Publikując fragmenty wspomnień prof. Wąsika, postanowiliśmy zachować ich oryginalną pisownię i układ.

WOJNA

Pamiętam doskonale, że jako dyżurny na podwórzu naszej kolonii, członek O.P.L [obrona przeciwlotnicza – dop. red.] o godz. 6 czy 7 szedłem z posterunku i w sypialnym pokoju począłem się rozbierać, by się trochę zdrzemnąć. Naraz usłyszałem jakieś okrzyki na podwórzu: wyjrzałem przez okno i od zachodniej strony zobaczyłem wyraźnie ciemny aeroplan, który jak się okazało, był niemiecki, i nasze, które go odpędzały, czy też toczyły z nim walkę. Za parę minut nieprzyjacielski wycofał się, ale było to dowodem, że wojna istotnie rozpoczęła się w samej rzeczy.

Pierwsze dni wojny minęły dla nas zupełnie spokojnie. Spędzaliśmy czas oczywista głównie w domu, oddalając się od naszej willi tylko wówczas, gdy zachodziła konieczność. Gdy jednak w naszej dzielnicy jako najbardziej wysuniętej na zachód miasta stawało się coraz goręcej, a większość mieszkańców poczęła opuszczać mieszkania i przenosić się do Śródmieścia, z namowy żony, bo ja i Wiktorek byliśmy temu przeciwni zasadniczo, uczyniliśmy i my to samo i przenieśliśmy się na Tamkę do mieszkania p. Puchalskiego pod nr 44, który wówczas nie był dla nas jeszcze cyfrą nieszczęścia.

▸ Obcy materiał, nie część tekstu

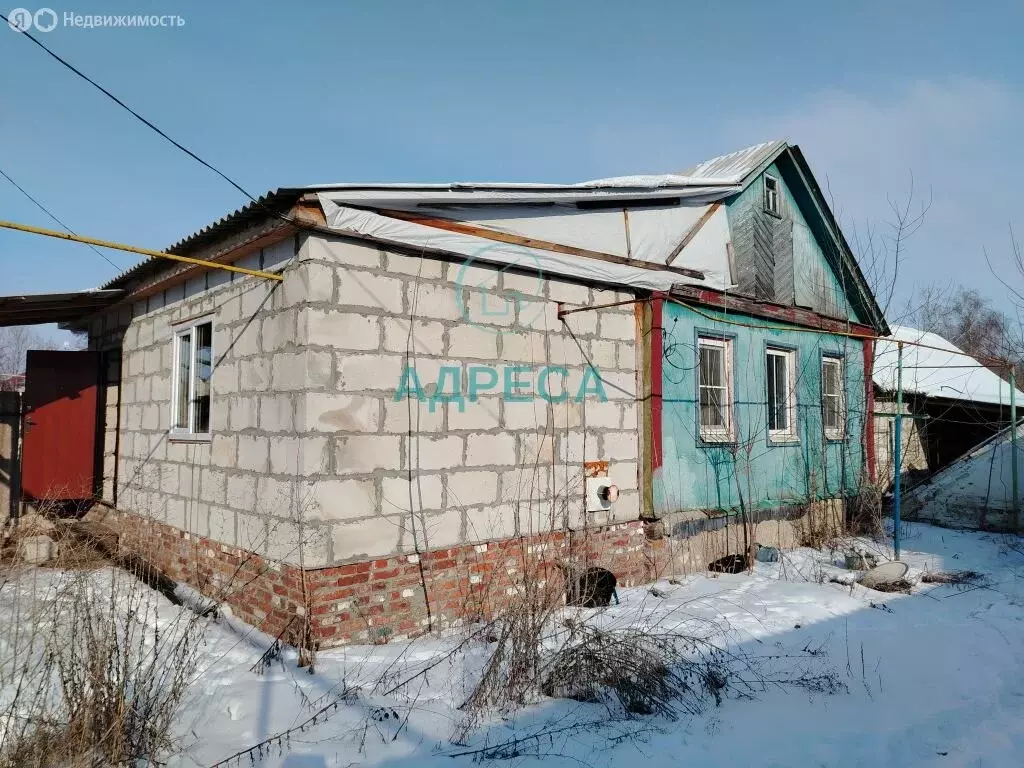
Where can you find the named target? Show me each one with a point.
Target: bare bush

Zresztą ja szczególnie, a niekiedy i moja żona od czasu do czasu telefonowaliśmy do domu, a prawie codziennie odwiedzaliśmy nasze mieszkanie na Mochnackiego, gdzie zostawiliśmy kucharkę, z sobą zaś zabraliśmy pokojówkę. Po kilku jednak dniach pobytu na Tamce, gdy przekonaliśmy się, że tam wcale nie jest lepiej, powróciliśmy na stałe do naszej willi i powoli z wielkim trudem i dużymi wydatkami poprzenosiliśmy i poprzewoziliśmy wszystkie rzeczy, które wzięliśmy z sobą na nowe tymczasowe mieszkanie.

W czasie naszej nieobecności willa nasza była prawie nieuszkodzona, a kilka szyb i rozbite poszczególne dachówki naprawił nam przygodny rzemieślnik, o którym dowiedziałem się potem, że został zabity niedługo przez bombę na sąsiednim podwórku. I ogródek nasz wyglądał wówczas jeszcze bardzo ładnie: zieleniła się trawka, kwitły w rabatkach kwiaty, rozwijały się róże, bo była piękna pogoda i zupełnie ciepło. W skrzynkach pod oknami i na zewnętrznych murkach kwitły w najlepsze czerwone pelargonie i białe petunie. Kwiaty domowe były w dobrej kondycji: a nawet wówczas kwitła gardenia, w akwarium spokojnie pływały rybki.

Jeden z odprysków bomby wpadł do pokoju naszego synka, który znajdował się na poddaszu i zrobił dziurę w suficie i uszkodził w samym środku otomanę, na której on sypiał. Inny uczynił jakieś nieznaczne szkody w naszym jadalnym pokoju m.in. w zegarze ściennym.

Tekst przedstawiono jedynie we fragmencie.